JAKARTA, KOMPAS.com - Sejumlah lembaga swadaya masyarakat (LSM) yang tergabung dalam Koalisi Masyarakat Sipil Antihukuman Mati bertemu Deputi V Kepala Staf Presiden (KSP) di Kompleks Istana Kepresidenan Jakarta, Senin (16/5/2016).
Mereka menuntut rencana eksekusi mati tahap tiga terhadap sejumlah narapidana kasus narkotika dibatalkan.
Organisasi yang tergabung dalam koalisi itu antara lain Imparsial, Kontras, ICJR, ELSAM, LBH Jakarta, LBH Pers, LBH Masyarakat, YLBHI, Migrant Care, Persaudaraan Korban Napza Indonesia, IKOHI dan Yayasan Gita Eklesia.
Al Araf, Direktur Imparsial mengatakan, ada beberapa alasan mengapa rencana eksekusi hukuman mati harus dibatalkan.
(baca: Jumlah Napi Narkotika Bertambah, Eksekusi Mati Dinilai Tak Timbulkan Efek Jera)
"Fakta menunjukan, sistem penegakkan hukum Indonesia masih bermasalah karena diwarnai mafia peradilan, praktik korupsi, kriminalisasi, sampai rekayasa kasus sehingga banyak terpidana mati yang mengalami kekerasan, intimidasi, dan menjalani proses peradilan yang tidak adil," ujar Araf usai pertemuan.
Dengan kondisi sistem hukum yang demikian, penerapan hukuman mati menjadi sangat rentan teradap kekeliruan dan kesalahan dalam penghukuman bagi pelaku kejahatan.
Apabila seorang sudah terlanjur dieksekusi mati, maka tidak dimungkinkan untuk melakukan upaya koreksi atas kesalahan penghukuman.
(baca: Kemenlu Himbau Negara Lain Hormati Eksekusi Mati Gelombang Ketiga)
Pemerintah, lanjut Araf, seharusnya mendorong praktik hukum yang dianggap lebih tepat dan beradab terhadap kejahatan yang dianggap serius.
Apalagi, sebagian besar negara di dunia sudah menghapus hukuman mati. Data yang dimiliki koalisi menyebutkan bahwa hingga akhir 2015 lalu, sebanyak 102 negara telah resmi menghapus hukuman mati.
Sementara itu, Koordinator Bantuan Hukum YLBHI Julius Ibrani menambahkan, argumen-argumen pihaknya diterima baik oleh Ifdal Kasim beserta stafnya.

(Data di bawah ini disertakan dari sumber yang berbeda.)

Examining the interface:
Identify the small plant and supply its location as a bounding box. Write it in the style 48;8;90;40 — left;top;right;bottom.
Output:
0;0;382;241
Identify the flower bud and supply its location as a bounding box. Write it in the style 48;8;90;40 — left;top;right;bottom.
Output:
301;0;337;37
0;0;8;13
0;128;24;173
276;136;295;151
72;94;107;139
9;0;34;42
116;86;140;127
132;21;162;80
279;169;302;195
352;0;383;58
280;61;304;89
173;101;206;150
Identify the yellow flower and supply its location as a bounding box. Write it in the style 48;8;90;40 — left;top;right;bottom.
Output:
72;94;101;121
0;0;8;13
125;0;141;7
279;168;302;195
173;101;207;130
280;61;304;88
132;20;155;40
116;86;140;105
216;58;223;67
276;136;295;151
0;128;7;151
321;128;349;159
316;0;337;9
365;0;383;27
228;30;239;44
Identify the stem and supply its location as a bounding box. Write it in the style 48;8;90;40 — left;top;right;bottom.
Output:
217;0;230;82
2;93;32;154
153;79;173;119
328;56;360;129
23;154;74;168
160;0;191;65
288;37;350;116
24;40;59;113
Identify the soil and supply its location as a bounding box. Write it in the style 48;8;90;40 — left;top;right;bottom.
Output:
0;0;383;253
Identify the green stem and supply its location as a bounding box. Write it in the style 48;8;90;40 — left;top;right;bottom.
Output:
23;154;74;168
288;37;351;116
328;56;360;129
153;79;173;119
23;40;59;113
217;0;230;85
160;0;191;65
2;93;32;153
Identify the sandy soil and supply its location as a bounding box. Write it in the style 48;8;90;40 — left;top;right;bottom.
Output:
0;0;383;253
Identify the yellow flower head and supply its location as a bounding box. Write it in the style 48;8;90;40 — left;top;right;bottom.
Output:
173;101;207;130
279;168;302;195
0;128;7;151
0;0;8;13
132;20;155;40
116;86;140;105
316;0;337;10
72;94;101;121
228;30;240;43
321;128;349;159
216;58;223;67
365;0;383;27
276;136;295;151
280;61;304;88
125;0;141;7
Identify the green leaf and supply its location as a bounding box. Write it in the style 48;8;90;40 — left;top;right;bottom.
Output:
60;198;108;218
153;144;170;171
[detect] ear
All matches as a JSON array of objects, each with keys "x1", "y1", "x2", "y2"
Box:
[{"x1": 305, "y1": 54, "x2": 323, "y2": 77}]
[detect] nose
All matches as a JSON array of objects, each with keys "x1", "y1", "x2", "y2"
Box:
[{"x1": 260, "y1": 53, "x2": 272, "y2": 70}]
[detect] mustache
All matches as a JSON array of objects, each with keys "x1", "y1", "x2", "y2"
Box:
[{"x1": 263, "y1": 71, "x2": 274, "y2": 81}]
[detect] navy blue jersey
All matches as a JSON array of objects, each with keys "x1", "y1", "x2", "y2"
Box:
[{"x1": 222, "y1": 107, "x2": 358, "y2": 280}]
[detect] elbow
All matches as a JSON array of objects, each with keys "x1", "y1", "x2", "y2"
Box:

(Baca: Jaksa Agung: Eksekusi Mati Gelombang III Tinggal Tentukan Hari)
Ifdal juga meminta koalisi mengirimkan data siapa saja terpidana mati yang proses hukumnya diduga bermasalah.
"Wacananya, akan dibentuk tim untuk memeriksa sejarah dokumen terpidana mati itu. Kami akan minta ke Jaksa Agung, siapa-siapa yang divonis hukuman mati," ujar Julius.